I agree Smoke. I would not try to smoke indoors in my oven. With the amount of smoke chips and chunks put off, my house would be thick with smoke and smell like smoke for weeks (especially after 13 hrs). I have done turkeys at 225 and at 275-300 and I thought that the ones done at the higher heat turned out better. I have never smoked a 22 LB turkey, that's a monster! Id look for a smaller turkey next time to avoid the safe temp problems, no need to chance sickness or worry about making it to 140 in time. Good luck with the smoke (if the rain subsides) and post some pics!

Chris


----------



## jpdeuce (Dec 29, 2010)

flyweed said:


> so what if it's raining?  Your smoker won't care...I've smoked in rain and snow in both my UDS and MES....do you have a garage?  Open the garage door, set the smoker just in the door frame area of the door and smoke that bird!  I do it all the time.  If the smoke accumulates into the garage too much, I just grab a small fan and turn it on to blow all the smoke outside.  Works for me.


+1, definitely going to need a fan though


----------



## jirodriguez (Dec 29, 2010)

As they all mentioned smoking in oven - probably not the best idea.

Most smokers don't care to much about rain (unless it is coming down in torrents), but a lot of thin metal smokers (even some heavier ones) do not like wind!

Since that is a big bird, and there is concern regarding the 40-140° rule, and not being used to the new smoker...... I would just cook it in the oven like normal.

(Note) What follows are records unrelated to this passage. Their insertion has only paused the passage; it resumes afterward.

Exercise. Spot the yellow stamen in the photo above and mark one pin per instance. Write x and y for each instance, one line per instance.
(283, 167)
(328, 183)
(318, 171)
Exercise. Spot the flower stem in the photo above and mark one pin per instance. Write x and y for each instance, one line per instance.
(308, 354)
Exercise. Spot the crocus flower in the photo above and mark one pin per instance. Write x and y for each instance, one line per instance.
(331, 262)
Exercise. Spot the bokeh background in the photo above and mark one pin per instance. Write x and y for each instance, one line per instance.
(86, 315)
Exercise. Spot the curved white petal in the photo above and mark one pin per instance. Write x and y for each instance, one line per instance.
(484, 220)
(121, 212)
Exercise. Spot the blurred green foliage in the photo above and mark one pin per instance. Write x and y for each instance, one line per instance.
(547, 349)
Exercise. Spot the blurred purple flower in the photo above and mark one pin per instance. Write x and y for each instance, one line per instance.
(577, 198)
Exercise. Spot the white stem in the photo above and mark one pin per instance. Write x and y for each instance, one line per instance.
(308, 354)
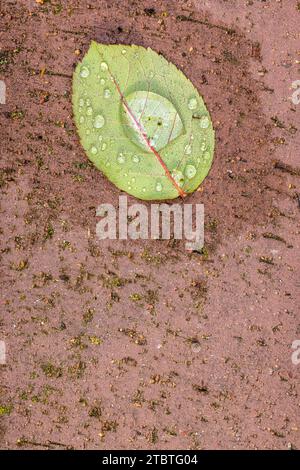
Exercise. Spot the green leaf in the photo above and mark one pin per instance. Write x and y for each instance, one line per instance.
(141, 121)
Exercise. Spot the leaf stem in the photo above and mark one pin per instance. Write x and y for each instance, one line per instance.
(145, 137)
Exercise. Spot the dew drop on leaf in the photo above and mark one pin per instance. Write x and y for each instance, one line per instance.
(121, 158)
(190, 171)
(192, 103)
(99, 121)
(178, 177)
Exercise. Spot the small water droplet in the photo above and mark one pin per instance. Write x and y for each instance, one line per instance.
(107, 93)
(104, 66)
(121, 158)
(188, 149)
(192, 104)
(190, 171)
(84, 72)
(204, 122)
(99, 121)
(178, 177)
(135, 159)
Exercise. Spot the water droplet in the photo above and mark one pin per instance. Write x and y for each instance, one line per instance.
(121, 158)
(204, 122)
(84, 72)
(104, 66)
(190, 171)
(192, 104)
(206, 156)
(188, 149)
(107, 93)
(178, 177)
(99, 121)
(135, 159)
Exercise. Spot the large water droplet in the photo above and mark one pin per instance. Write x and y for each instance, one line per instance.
(158, 187)
(121, 158)
(99, 121)
(107, 93)
(204, 122)
(192, 104)
(135, 159)
(84, 72)
(103, 66)
(190, 171)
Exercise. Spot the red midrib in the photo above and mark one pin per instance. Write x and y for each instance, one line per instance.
(145, 137)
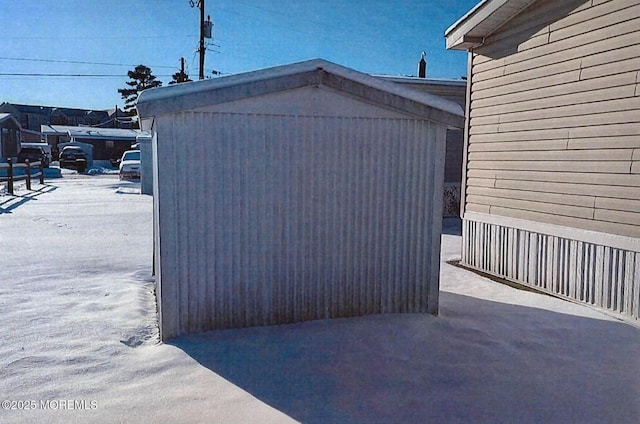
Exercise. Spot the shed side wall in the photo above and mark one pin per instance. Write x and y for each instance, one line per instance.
(277, 219)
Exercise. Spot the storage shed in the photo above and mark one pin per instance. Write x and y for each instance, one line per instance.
(552, 147)
(305, 191)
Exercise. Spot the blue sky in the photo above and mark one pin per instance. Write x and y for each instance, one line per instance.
(102, 40)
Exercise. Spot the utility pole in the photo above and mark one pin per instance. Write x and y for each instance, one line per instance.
(205, 32)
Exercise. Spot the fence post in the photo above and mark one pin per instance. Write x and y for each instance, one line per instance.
(10, 176)
(28, 174)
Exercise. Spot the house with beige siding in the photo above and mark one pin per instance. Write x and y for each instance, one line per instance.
(551, 177)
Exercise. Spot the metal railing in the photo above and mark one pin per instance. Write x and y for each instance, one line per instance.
(28, 174)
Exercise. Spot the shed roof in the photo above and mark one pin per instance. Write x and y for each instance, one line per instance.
(482, 21)
(316, 72)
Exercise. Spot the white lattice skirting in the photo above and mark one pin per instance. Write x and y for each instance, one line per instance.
(598, 269)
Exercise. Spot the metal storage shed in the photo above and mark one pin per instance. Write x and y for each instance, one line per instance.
(305, 191)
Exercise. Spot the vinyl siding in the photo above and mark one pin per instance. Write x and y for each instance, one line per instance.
(554, 130)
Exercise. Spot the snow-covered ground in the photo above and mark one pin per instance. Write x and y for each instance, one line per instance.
(79, 339)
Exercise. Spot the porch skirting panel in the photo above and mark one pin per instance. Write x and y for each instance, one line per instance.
(596, 269)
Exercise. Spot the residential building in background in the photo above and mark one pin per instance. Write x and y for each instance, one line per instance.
(551, 183)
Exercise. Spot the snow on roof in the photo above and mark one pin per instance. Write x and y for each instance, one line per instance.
(187, 96)
(91, 132)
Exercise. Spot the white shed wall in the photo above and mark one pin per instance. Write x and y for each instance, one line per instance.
(265, 219)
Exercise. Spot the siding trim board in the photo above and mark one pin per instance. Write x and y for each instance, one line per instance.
(589, 267)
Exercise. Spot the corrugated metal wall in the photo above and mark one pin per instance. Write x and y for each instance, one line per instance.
(591, 273)
(274, 219)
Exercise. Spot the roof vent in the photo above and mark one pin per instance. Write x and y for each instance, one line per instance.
(422, 66)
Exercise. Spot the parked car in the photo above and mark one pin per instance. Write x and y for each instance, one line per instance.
(42, 145)
(34, 154)
(73, 157)
(130, 165)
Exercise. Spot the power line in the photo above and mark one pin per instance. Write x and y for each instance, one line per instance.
(15, 74)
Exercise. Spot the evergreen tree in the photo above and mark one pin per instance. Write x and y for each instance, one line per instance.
(141, 79)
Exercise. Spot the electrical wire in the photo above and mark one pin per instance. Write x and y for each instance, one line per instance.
(77, 62)
(16, 74)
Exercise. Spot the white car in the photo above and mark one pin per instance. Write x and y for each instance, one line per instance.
(130, 165)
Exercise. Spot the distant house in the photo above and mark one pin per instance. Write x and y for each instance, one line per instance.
(32, 117)
(108, 143)
(9, 137)
(305, 191)
(551, 187)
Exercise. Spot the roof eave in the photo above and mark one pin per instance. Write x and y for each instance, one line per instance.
(484, 19)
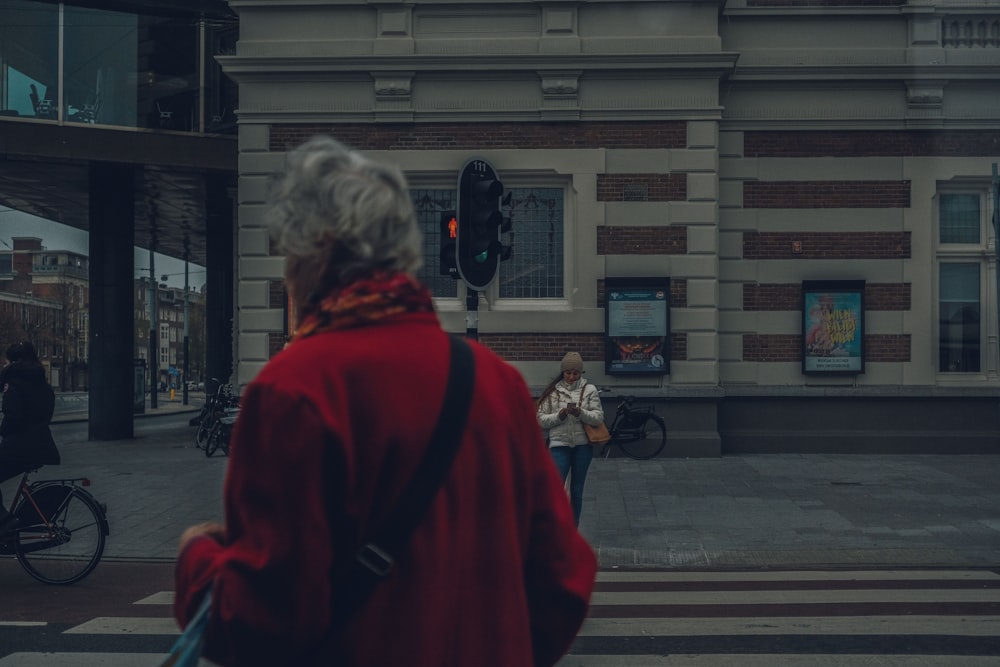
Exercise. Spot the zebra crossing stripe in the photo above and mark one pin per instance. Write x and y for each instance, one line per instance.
(83, 660)
(126, 625)
(830, 618)
(984, 626)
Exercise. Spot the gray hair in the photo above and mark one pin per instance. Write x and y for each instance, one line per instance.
(337, 216)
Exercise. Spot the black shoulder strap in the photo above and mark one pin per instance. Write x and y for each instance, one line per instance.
(375, 558)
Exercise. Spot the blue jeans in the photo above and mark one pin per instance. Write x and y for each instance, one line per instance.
(575, 459)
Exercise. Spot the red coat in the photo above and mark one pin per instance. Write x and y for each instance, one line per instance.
(328, 435)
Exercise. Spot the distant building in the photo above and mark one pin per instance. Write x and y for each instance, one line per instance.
(45, 298)
(170, 336)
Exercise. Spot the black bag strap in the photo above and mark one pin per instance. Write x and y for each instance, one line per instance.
(375, 558)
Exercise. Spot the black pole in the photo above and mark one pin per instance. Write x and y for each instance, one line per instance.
(472, 314)
(186, 315)
(154, 330)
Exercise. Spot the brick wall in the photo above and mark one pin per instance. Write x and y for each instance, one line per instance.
(478, 136)
(678, 293)
(826, 194)
(825, 3)
(552, 347)
(914, 143)
(645, 240)
(641, 187)
(788, 296)
(826, 245)
(769, 348)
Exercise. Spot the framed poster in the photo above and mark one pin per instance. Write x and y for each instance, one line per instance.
(833, 327)
(637, 326)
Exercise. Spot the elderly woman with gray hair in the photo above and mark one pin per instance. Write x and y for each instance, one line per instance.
(332, 430)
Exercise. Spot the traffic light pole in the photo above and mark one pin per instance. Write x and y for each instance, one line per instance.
(472, 314)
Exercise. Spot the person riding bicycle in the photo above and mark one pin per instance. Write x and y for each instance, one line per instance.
(28, 404)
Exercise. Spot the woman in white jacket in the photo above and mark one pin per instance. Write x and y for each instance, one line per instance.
(564, 407)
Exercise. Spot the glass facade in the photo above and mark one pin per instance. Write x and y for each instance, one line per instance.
(114, 69)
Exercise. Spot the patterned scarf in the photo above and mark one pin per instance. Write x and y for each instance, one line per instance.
(366, 300)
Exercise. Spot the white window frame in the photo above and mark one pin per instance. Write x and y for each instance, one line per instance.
(983, 254)
(513, 180)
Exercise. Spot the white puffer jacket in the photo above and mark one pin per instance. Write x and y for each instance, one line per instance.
(569, 432)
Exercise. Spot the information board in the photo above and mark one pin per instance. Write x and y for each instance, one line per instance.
(637, 326)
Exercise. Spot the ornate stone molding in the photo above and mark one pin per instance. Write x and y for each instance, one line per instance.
(393, 86)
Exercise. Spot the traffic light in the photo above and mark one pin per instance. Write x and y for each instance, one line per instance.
(449, 239)
(479, 223)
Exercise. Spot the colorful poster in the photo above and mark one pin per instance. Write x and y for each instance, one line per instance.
(833, 327)
(638, 326)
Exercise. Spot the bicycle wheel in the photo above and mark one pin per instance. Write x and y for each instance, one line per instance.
(648, 442)
(214, 439)
(68, 546)
(204, 429)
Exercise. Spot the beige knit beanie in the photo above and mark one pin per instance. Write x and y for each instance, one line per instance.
(571, 362)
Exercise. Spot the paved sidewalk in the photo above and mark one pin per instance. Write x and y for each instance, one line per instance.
(754, 511)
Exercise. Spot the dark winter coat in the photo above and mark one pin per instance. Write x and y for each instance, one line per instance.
(28, 404)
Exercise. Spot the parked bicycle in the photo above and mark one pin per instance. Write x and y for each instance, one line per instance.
(215, 407)
(638, 431)
(221, 431)
(60, 529)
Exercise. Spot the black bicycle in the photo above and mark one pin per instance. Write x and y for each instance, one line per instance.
(218, 437)
(216, 405)
(638, 431)
(60, 529)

That being said there is something you can do to ge a great bird even out of the oven - brine it!! Look up Tips Slaughter House brine, let the bird brine overnight, then cook it in the oven as normal. It will be sooooo much better than just rubing flavors on the outside of the bird, and it keeps it very moist and tender.

Best of luck! ..... and welcome to the forum!


----------